Это рикошетом ударило по нам. Я отнеслась к смерти невестки с пониманием — она болела шизофренией — и старалась хорошо объяснить, что из этого следует, в частности, то, что каждый имеет право на подобный поступок. Естественно, когда Бесс впервые предприняла суицидальную попытку, я сказала: «Теоретически все это так, но не для тебя, и, поскольку ты мое дитя, я сделаю все, что в моих силах, чтобы удержать тебя в живых». Но самоубийство уже было узаконено. Она видела, что другой человек его совершил. Она прочла о суициде все, что было возможно. Она была одержима этой идеей.
Утром того дня, когда Руфь беседовала с нами, ей позвонила сестра из Калифорнии. Шестнадцатилетняя племянница Руфи в тот день пыталась покончить с собой.
Ральф — муж Мэй, ему шестьдесят лет. Его отец застрелился, когда сыну было три года. Спустя сорок лет брат Ральфа также покончил с собой.
РАЛЬФ: Мой брат был врачом. В колледже он считался своего рода баловнем судьбы: второй по успеваемости в классе по инженерной специальности, подполковник ведомства подготовки офицеров резерва, председатель — словом, «большая шишка». У него была блестящая армейская карьера, а потом он решил стать врачом, переехал на запад США. Думаю, что медицинская практика продвигалась не так быстро, как он надеялся, и, кажется, имея слишком высокие запросы, он стал снимать возникавшее эмоциональное напряжение медикаментами, которые были в его распоряжении. По крайней мере, так он говорил об этом. Закончилось тем, что у него возникла зависимость от многих препаратое, и в итоге он покончил с собой. Он был не просто подавлен, как случается иногда с каждым. Он испытывал настоящую депрессию. Когда у него забрали ружья, которые у него хранились, он заколол себя ножом.
По превратности судьбы или по несчастному совпадению, в которое очень трудно поверить, брат Мэй также покончил с собой.

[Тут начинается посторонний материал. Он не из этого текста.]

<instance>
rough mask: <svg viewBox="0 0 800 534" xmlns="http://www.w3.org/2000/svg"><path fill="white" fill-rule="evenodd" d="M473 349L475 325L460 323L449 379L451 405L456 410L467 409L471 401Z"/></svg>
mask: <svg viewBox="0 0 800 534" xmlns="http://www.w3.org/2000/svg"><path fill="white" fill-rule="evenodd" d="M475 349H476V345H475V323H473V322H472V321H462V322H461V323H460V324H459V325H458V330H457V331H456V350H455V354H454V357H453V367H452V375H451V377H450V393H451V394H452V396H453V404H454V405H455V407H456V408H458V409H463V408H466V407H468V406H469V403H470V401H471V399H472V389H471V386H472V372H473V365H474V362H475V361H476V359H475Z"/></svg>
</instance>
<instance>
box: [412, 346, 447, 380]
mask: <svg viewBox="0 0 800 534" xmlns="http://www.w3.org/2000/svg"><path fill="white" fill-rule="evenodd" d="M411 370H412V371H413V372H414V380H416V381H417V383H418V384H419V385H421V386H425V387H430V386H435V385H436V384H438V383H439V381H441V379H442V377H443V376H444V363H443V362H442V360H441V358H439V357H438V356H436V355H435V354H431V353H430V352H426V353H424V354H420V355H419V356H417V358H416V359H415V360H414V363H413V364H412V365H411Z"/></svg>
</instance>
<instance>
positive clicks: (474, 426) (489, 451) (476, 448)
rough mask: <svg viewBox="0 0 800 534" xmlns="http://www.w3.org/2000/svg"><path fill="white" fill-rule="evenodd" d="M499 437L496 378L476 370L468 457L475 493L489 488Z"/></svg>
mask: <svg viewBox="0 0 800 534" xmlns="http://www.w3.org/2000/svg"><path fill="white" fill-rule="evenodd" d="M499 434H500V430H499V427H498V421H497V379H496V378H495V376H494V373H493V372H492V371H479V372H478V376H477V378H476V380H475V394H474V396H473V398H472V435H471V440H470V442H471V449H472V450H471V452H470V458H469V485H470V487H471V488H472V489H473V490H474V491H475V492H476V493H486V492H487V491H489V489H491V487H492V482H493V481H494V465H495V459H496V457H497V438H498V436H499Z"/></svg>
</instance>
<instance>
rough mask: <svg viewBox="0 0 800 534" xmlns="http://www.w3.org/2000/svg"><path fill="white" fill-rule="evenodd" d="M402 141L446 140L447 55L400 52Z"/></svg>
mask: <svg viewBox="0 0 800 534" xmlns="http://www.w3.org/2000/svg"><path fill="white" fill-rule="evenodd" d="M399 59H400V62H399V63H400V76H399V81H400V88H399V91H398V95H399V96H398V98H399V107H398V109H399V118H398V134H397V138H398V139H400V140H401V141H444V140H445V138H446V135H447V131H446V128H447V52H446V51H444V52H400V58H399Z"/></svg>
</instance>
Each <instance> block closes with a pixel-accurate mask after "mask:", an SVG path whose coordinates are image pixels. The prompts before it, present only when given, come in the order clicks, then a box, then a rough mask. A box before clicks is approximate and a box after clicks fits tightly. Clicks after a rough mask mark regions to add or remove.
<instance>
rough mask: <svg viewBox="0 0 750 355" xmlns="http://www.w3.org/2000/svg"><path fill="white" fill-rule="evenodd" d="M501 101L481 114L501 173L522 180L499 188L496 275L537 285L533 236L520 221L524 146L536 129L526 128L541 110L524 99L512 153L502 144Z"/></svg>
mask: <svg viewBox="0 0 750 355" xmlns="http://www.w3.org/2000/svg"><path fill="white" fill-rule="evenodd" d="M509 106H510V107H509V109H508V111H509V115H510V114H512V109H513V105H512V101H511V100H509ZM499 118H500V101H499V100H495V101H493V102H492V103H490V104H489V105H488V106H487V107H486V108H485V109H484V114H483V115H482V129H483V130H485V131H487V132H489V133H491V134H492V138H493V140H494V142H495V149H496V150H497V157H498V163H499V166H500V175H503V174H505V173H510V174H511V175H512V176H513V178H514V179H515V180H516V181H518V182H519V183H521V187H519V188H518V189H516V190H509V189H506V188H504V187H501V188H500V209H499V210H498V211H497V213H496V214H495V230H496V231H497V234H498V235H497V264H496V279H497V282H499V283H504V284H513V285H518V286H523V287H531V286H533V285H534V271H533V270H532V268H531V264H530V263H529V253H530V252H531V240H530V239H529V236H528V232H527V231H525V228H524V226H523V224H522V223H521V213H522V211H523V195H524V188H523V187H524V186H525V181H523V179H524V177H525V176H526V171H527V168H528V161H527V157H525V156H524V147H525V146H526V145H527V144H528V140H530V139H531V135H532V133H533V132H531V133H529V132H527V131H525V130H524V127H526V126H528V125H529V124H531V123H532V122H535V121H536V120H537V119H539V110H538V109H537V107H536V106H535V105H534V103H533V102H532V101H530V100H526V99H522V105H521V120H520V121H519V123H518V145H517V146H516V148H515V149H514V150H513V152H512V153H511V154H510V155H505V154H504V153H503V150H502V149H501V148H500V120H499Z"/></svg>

МЭЙ: Я не прекращаю думать и горевать о нем. Я была очень близка с братьями, и мне его очень не хватает. Ему исполнилось, должно быть, столько же лет, как и отцу, тридцать девять-сорок. Когда он совершил самоубийство, у него было шестеро детей. В то время он столкнулся с финансовыми трудностями и сложными отношениями с другой женщиной, все как у отца. И ушел из жизни он тем же способом — повесившись.
Это не первая и далеко не последняя история такого рода. На Ратджеровской конференции, где мы присутствовали, одна участница рассказала следующее:
Мой брат совершил самоубийство, когда ему исполнилось тридцать девять лет. У меня был дедушка, который тоже покончил с собой где-то в сорок пять лет. Именно брат и нашел его. Брата назвали в честь дедушки. Они оба застрелились из пистолета, сидя за кухонным столом.
Здесь сходство сразу бросается в глаза: один вид смерти, сходный возраст, одинаковые имена.
Для Шона несомненно, что именно суицид отца стал причиной смерти Фрэнка.
ШОН: Я не думаю, что другие самоубийства или болезнь сестры были чем-то предопределенным от рождения. В каком-то смысле, это как теория домино. Я вижу это достаточно ясно: мой брат Фрэнк и наш отец были очень близки. После его смерти Фрэнк так и не стал прежним, каким был раньше. В последние годы у него определенно не было воли к жизни. Он старался как мог, но что-то внутри убивало его. Он выглядел измученным человеком и яростно ненавидел мать. В ссорах они вымещали друг на друге злобу и ярость и создавали в доме беспокойную обстановку. Думаю, что это повлияло на сестру. Понимаете, у брата были очень теплые отношения с отцом, и он постоянно обвинял мать: «Ты виновата в смерти отца, ты просто убила его». Эта мысль необычайно цепко сидела в нем.